Zynische Erklärung der Gefängnisleitung
Laut Aussage der Gefängnisleitung, wäre jedoch alles in Ordnung gewesen, bei der Hinrichtung. So habe man einen Bewusstseinstest gemacht, wobei sich beim ersten, ein Arm von Smith bewegte und beim zweiten Versuch er den rechten Arm angehoben hat. Eigentlich ein klares Zeichen dafür, dass Smith nicht wirklich Bewusstlos war. Dennoch verabreichten sie daraufhin die tödlichen Medikamente. Wie Augenzeugen berichten hustete Smith anschliessend 13 Minuten lang. Jedoch meinte die Gefängnisleitung es habe sich dabei sicher nicht um eine bewusste Reaktion gehandelt. Eine wahrlich zynische Erklärung.

Auch gibt es Hinweise darauf, dass Smith eigentlich zwei Dosen Midazolam benötigt hätte um vollkommen bewusstlos gemacht zu werden. Jedoch sei nicht wirklich klar, ob er diese zweite Dosis überhaupt erhalten hat.

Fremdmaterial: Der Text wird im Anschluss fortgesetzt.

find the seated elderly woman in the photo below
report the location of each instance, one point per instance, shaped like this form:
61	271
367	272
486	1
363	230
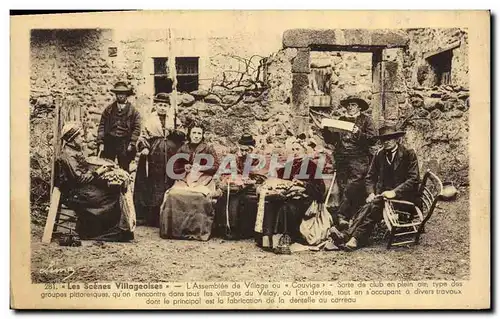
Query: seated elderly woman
187	211
92	190
237	208
285	199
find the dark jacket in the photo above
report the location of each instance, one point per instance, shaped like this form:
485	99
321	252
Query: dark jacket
405	174
348	144
133	122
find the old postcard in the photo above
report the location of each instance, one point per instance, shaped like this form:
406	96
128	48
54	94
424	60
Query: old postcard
251	160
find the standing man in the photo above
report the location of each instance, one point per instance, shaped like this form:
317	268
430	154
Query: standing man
119	128
352	154
393	174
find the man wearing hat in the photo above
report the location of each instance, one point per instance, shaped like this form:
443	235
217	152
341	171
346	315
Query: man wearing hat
352	153
241	207
393	174
119	128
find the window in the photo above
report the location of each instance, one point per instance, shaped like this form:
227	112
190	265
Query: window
441	66
187	74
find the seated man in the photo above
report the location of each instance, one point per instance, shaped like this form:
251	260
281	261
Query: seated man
393	174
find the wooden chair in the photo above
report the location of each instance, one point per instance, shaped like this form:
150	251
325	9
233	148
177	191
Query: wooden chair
404	220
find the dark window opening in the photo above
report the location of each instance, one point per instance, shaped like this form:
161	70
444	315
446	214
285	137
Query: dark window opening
441	65
187	74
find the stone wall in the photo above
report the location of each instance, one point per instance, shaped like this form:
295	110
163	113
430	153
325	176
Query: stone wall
345	73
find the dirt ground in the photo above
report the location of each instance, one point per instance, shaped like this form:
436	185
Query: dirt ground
442	254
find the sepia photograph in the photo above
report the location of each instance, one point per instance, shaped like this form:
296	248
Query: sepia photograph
387	110
251	154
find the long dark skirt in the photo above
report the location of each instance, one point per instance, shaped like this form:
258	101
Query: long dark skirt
150	187
282	217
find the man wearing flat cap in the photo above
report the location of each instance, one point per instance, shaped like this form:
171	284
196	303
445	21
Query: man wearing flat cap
352	154
393	174
119	128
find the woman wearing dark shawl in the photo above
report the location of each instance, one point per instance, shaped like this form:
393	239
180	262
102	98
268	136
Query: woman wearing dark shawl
187	211
235	217
95	203
151	180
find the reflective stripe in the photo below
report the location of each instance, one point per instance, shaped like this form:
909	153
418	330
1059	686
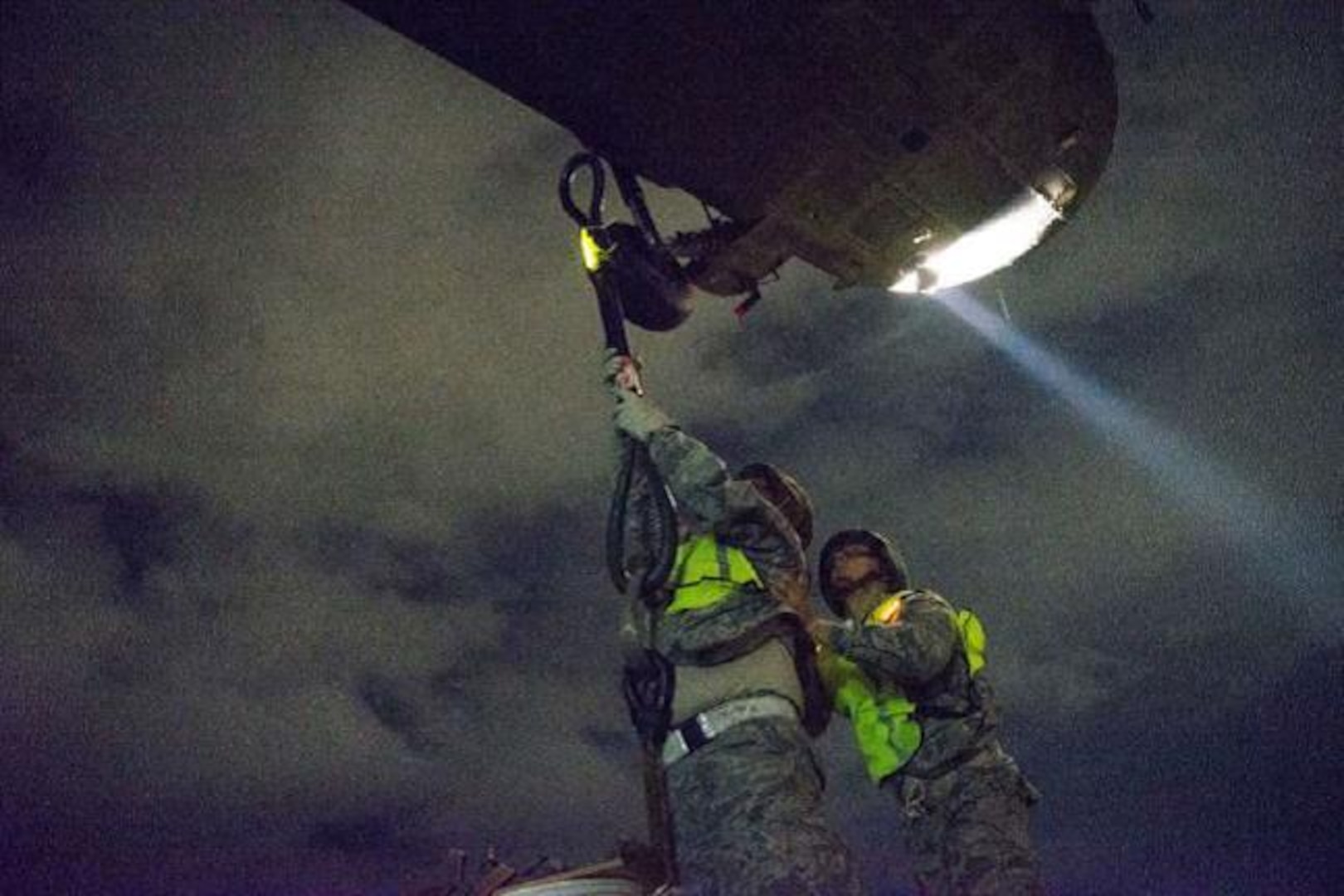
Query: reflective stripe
706	726
884	720
707	571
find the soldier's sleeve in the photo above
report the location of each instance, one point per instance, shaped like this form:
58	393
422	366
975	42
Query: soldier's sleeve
737	512
910	650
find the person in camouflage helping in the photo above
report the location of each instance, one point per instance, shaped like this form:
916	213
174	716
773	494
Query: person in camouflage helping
905	670
743	783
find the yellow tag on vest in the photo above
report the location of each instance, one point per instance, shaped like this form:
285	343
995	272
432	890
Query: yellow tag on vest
706	571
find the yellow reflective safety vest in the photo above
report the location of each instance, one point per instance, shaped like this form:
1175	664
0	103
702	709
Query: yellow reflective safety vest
706	571
880	715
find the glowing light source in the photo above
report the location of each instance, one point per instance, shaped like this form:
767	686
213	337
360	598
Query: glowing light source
983	249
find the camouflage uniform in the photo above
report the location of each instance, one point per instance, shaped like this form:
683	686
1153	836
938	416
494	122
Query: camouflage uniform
962	798
746	805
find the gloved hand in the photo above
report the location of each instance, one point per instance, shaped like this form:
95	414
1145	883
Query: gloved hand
830	635
620	373
637	416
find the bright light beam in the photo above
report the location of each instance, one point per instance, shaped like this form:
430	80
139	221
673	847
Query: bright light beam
1278	546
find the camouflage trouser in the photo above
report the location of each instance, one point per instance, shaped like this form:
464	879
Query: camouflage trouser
749	821
967	829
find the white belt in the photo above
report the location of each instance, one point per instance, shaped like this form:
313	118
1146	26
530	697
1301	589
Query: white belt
706	726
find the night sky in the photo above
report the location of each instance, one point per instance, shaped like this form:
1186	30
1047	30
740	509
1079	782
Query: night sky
304	461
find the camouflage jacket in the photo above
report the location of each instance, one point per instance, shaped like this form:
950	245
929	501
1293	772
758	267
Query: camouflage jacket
921	655
738	516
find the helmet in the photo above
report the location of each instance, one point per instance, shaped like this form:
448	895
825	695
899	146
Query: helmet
784	492
890	563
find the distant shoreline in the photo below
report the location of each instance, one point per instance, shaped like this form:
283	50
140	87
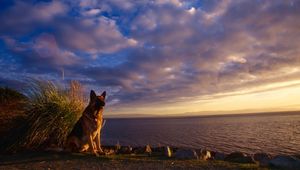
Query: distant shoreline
201	116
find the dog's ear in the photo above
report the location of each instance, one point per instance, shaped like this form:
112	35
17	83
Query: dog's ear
104	94
93	96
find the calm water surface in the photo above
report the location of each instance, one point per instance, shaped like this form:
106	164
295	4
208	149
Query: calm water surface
275	134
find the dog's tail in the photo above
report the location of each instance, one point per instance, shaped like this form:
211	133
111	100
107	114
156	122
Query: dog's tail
103	124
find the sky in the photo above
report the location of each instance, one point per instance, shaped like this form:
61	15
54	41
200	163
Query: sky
159	57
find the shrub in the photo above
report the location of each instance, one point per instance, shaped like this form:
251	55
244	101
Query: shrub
51	114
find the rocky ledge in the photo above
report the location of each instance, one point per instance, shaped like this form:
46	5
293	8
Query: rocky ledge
262	159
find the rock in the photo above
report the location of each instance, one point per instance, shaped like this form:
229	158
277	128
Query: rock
167	152
219	156
148	150
139	150
125	150
109	151
239	157
186	154
286	162
263	159
117	147
204	155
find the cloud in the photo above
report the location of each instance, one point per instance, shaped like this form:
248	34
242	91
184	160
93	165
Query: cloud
21	17
156	51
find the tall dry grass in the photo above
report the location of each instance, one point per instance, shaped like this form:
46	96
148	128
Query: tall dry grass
51	114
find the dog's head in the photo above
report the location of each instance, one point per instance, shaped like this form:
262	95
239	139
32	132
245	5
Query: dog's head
97	103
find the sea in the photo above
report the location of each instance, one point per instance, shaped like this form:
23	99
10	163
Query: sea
277	133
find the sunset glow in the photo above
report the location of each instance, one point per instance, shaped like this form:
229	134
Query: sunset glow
159	57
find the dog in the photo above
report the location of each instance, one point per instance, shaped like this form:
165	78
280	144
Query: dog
86	132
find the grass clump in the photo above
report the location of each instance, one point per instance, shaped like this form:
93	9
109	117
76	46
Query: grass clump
51	114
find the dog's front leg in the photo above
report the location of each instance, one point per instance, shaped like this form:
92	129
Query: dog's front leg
98	144
92	145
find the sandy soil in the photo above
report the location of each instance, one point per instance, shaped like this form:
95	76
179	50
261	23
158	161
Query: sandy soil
49	161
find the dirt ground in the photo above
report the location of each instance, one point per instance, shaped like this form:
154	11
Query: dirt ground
46	160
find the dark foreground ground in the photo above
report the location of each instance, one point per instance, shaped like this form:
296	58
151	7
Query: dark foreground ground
64	161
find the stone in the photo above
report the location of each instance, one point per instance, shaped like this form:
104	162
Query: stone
125	150
219	156
138	150
148	150
239	157
204	155
285	162
262	159
167	152
186	154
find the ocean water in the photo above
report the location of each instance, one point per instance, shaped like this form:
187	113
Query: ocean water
271	133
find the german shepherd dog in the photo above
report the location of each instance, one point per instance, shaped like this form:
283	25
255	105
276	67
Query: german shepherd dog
86	132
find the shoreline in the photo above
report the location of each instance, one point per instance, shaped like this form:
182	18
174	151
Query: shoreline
116	157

Midazolam offensichtlich ein Risiko
Midazolam wird eigentlich zur Beruhigung von Patienten genutzt, um ihnen die Angst vor Operationen zu nehmen und dennoch die Patienten ansprechbar zu halten. Erst später wird eine entsprechende andere Droge gegeben, um die Patienten richtig zu betäuben. Jedoch genau dieses Midazolam ist momentan das erste Mittel der Wahl, das in den USA verwendet wird, bei Exekutionen durch Injektion. Wichtig dabei ist zu wissen, dass Midazolam das Opfer nicht richtig betäubt und das Mittel keinerlei schmerzstillende Wirkung hat. Und dies, wo es eine unumstößliche Tatsache ist, dass zumindest das dritte Mittel (meist Kaliumchlorid), welches das Herz anhalten soll, bei einer Hinrichtung extremste Schmerzen verursacht !
Wird bei der Injektion ein Fehler begangen oder taucht ein Problem auf, wodurch das Kaliumchlorid nicht richtig in den Blutkreislauf gelangt, sondern in das umliegende Gewebe, so wird diese Kombination zu einem unvorstellbar schmerzhaften Höllenritt in den Tod, wobei der Gefangene das Gefühl hat innerlich zu verbrennen. Dieses schlimme Schicksal traf auch den Gefangenen Clayton Lockett. (Wir berichteten: http://wp.me/p2X1th-ta)

Die Praxis der Todesstrafe zeigt erneut, dass viele Staaten der USA sich weigern, ein Teil der zivilisierten Welt zu werden. Und Obama, Clinton und Trump sind dabei für die Todesstrafe!